Mazurkova T.V. The Constitution and the Supreme Court of Canada: from Appellate Tribunal to Final Court of Appeal

DOI: https://doi.org/10.15688/lc.jvolsu.2017.4.20

Tatyana V. Mazurkova, PhD, editor of Bulletin of Moscow University. Series 11. Law, Leninskie gory, 1, build. 13, 119991 Moscow, Russian Federation, This email address is being protected from spambots. You need JavaScript enabled to view it.

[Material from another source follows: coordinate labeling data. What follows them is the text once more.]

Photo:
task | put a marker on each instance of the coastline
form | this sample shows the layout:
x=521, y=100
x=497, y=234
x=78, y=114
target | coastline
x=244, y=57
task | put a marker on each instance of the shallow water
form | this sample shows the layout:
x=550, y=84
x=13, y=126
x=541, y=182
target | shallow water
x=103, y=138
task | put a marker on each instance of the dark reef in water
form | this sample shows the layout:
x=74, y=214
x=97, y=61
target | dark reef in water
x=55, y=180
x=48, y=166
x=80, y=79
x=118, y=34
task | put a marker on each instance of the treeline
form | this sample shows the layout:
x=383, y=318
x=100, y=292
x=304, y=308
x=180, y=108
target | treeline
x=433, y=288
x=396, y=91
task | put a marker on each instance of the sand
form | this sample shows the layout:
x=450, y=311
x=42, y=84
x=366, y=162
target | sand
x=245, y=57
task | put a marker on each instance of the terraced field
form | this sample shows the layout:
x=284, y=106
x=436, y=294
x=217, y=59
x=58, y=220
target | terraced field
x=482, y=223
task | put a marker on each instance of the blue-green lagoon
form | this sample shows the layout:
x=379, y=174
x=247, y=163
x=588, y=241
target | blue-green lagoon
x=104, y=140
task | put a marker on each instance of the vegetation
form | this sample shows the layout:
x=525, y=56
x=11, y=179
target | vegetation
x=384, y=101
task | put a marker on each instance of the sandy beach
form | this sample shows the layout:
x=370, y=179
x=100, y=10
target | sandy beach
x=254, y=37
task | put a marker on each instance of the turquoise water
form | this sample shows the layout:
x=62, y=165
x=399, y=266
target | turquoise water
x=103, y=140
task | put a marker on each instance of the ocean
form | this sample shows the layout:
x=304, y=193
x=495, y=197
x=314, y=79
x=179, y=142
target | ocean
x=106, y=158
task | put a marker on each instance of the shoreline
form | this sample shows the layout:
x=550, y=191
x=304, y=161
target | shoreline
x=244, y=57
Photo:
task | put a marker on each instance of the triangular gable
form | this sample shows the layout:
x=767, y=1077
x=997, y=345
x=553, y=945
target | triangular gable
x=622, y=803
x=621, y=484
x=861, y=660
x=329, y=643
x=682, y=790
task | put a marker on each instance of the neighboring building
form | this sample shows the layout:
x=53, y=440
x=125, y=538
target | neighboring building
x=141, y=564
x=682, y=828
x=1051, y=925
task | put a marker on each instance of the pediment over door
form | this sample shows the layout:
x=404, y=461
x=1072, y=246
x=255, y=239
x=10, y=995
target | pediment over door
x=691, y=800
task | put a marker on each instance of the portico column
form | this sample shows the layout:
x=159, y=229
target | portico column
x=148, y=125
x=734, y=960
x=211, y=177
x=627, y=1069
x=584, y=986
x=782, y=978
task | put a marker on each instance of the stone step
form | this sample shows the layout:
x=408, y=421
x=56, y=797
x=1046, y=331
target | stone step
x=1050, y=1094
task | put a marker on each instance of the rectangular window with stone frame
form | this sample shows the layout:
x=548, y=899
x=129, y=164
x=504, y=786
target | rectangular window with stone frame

 Introduction: the article is devoted to the Constitution of Canada, whose 150th anniversary is celebrated in 2017, and the Supreme Court of Canada, also created in the XIX century. The article discusses the evolution of the role of the Supreme Court of Canada from the ordinary appellate court to the Final Court of Appeal. In this context, the features of the Canadian constitution as a written constitution in a common law federation are considered. The distinctiveness of regulating the authority of the branches of government in Canada are noted. Using comparative method, the author tries to explain the reasons for the apparent lack of official provision for judicial power in the text of the Canadian constitution, unlike the constitutions of the United States and Australia. The need for a final, independent judicial arbiter of disputes over federal-provincial jurisdiction is implicit in a federal system. Particular attention is paid to the creation of SCC and the reasons for the lack of constitutional protection of the institution. The appeal question to the Privy Council of Great Britain was key in the debates over the Supreme Court Act of 1875. Due to the preservation of appeals to the Privy Council, the Supreme Court most of its history existed in the shadow of the Judicial Committee. The JCPC had exercised ultimate judicial authority over all legal disputes in Canada, including those arising from Canada’s Constitution. He played a central role in the constitutional structure of the country by, among other things, outlining the contours of the federal and provincial jurisdiction through a number of landmark cases. Finally, author comes to the following conclusions. The abolition of appeals to the Privy Council of United Kingdom led to the independence of the Canadian judiciary in 1949. It meant that the Supreme Court of Canada inherited the role of the Council in accordance with the Constitution of Canada. The final appellate function of the JCPC was an integral part of the Canadian judicial system, until it was finally removed by the Canadian Parliament in favor of the Supreme Court. Canadians could do without a general court of appeal for Canada as long as the Judicial Committee continued to play this role. With the abolition of appeals to the Privy Council, the appellate jurisdiction of the Supreme Court of Canada became essential.

Key words: Constitution of Canada, federation, judicial power, Court of Appeal, appeal, Judicial Committee of the Privy Council.